For 17 years, children of all ages — from babies to pre-teens — have found a foster home and a mother with Nuemy “Mimi” Madrigal.
The City of San Fernando resident has given her love willingly to any child who needs it, and even adopted a set of twin girls who have grown up with the family.
For Madrigal, being a foster mother means helping a child in need — when they need it most.
Her journey as a foster mom began in 2004 when she found herself at home after being laid off from the law firm where she worked for 20 years. She began to think about what she wanted to do next.
“I told myself ‘I don’t want to get locked up in an office,” Madrigal remembered.
She had always liked children and had two of her own — Erica and Peter, who were out of high school or about to finish.
So Madrigal “did her homework” and thought about fostering kids. She had the space in the house and, with the support of her husband Pedro, began to welcome children into her home.
At age 42, Madrigal began to change diapers again and caring for little ones.

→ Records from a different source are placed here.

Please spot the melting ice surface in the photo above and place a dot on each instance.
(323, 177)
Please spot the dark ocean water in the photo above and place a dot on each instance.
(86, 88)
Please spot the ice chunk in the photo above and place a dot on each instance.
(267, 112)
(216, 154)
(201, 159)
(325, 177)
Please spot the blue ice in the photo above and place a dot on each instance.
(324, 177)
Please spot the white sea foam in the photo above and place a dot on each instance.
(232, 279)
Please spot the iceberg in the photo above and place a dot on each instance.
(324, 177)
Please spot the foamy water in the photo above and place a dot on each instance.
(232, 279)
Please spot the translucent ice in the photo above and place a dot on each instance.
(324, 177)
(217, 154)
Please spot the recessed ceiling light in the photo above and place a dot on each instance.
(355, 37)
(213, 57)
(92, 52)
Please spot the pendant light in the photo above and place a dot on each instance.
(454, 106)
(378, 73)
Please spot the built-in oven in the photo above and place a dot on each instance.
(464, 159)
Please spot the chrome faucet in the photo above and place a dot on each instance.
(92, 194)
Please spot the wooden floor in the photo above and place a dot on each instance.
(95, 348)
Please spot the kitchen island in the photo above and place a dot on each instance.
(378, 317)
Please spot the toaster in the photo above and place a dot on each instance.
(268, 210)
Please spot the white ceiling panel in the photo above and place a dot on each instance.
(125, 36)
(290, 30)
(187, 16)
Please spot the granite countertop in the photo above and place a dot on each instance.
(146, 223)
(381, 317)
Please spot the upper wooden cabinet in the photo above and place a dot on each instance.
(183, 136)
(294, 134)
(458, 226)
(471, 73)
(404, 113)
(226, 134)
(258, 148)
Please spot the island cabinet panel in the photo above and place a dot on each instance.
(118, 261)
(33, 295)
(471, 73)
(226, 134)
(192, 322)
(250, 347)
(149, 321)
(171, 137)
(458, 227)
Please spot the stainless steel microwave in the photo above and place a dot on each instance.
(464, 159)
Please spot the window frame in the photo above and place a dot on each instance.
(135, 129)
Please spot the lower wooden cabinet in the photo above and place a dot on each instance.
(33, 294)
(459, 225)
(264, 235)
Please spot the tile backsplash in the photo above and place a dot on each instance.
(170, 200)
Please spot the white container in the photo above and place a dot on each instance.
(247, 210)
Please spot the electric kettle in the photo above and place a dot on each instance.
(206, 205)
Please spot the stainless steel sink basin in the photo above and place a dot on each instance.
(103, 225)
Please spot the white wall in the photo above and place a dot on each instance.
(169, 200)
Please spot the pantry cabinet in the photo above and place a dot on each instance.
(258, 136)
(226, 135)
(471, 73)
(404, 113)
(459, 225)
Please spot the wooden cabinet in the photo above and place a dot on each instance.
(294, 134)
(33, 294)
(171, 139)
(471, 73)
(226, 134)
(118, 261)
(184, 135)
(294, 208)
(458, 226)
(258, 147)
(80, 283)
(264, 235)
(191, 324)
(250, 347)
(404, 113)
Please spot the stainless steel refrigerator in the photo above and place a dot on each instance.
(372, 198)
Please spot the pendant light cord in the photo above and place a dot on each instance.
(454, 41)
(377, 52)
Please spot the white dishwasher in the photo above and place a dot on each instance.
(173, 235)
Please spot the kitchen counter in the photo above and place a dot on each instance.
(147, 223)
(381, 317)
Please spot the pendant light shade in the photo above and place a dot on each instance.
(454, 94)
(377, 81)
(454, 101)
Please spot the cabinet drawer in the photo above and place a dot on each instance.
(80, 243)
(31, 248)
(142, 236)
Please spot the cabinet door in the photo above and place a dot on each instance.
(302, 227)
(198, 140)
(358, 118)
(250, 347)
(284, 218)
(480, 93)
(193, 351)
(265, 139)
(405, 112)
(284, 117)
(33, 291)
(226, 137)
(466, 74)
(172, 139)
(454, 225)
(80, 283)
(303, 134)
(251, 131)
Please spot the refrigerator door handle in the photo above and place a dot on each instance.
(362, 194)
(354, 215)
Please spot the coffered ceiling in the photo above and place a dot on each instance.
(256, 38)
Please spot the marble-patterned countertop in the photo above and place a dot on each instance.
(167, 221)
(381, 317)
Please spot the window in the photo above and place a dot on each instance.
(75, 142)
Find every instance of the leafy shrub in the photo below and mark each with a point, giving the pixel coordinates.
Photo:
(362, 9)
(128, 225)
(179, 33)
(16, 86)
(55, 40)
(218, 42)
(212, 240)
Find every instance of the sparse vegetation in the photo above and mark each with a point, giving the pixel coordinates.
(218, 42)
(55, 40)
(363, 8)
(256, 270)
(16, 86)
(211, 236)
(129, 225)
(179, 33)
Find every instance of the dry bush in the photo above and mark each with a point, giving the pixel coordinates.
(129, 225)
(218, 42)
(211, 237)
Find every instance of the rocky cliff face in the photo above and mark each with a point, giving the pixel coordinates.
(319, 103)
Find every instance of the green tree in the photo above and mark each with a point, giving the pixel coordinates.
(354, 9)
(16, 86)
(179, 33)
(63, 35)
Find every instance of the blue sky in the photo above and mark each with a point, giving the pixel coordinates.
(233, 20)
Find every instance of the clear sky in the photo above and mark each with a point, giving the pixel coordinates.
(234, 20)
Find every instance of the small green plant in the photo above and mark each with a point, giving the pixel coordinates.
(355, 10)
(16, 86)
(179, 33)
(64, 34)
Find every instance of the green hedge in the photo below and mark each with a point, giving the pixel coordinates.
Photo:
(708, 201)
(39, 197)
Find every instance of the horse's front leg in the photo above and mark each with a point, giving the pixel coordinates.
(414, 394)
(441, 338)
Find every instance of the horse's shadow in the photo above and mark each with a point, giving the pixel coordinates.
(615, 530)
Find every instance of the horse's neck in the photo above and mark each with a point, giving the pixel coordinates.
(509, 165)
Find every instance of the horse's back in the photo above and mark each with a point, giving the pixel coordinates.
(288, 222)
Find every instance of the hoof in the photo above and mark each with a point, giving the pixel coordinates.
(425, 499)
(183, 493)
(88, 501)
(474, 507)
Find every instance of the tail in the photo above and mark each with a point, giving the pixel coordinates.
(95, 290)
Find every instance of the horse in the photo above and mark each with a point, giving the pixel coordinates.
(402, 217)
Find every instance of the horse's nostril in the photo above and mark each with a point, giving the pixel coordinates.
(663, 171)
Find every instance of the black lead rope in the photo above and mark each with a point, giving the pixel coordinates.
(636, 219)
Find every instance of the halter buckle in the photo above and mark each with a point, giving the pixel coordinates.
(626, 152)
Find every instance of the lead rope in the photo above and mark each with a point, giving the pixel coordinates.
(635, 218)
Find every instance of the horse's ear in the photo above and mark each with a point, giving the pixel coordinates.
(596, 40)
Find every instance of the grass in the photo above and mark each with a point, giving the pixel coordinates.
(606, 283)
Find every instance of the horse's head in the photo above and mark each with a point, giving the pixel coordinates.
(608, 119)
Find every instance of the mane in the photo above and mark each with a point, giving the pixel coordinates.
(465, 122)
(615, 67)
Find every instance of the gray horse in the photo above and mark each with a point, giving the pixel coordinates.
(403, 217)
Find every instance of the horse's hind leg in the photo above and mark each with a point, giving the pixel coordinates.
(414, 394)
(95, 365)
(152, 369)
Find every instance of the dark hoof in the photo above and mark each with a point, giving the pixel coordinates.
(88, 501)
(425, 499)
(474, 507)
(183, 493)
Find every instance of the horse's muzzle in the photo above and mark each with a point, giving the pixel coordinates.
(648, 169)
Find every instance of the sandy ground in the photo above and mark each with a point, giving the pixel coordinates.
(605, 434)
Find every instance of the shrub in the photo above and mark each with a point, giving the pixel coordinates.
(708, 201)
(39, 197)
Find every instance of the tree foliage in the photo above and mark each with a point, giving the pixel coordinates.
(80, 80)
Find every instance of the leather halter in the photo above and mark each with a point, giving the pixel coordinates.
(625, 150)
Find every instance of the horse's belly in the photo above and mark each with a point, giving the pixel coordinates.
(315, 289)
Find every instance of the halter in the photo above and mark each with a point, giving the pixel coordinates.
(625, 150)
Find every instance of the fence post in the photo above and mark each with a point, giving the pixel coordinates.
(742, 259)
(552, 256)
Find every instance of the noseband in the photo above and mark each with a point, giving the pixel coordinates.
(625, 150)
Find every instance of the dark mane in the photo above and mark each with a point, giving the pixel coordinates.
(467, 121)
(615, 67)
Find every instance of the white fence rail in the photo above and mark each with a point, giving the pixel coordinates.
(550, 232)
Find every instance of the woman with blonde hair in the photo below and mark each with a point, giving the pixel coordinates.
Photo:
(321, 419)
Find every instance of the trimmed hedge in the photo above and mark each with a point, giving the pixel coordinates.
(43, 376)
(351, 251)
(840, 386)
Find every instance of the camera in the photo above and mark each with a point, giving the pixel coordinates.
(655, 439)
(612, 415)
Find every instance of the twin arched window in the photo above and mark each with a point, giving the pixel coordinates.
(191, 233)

“I started all over again. I loved it. I always loved kids. I always cared for my nieces and nephews,” she said.
Some children have stayed with her for some weeks, others for several months, and two of them all of their lives.
The Family Adopts
Thirteen years ago, Madrigal got a call asking if she wanted to become foster mom to a set a newborn twin girls. She jumped at the chance.
She fostered the girls for a year and half, and was then they were told they would be put up for adoption.
By then, Mimi had fallen in love with the twins and couldn’t see herself apart from them.
“We said, ‘They don’t know anybody but us,’” Madrigal said.
She and Pedro decided to adopt them. But they talked with their biological kids to get their opinion. Both Erica and Peter “were supportive” of the idea, Madrigal said.
“We talked with each other and then we talked to the kids,” Mimi recalled, noting her son and daughter were supportive of the idea.
“We were happy. And how often do twins come around?” she said.
Twins Amber and Ava—who turn 13 in June—have grown up with the Madrigals, who during all this time have not stopped fostering other kids. The girls currently share the home with a 10-year-old autistic boy who’s been there for a year and a half.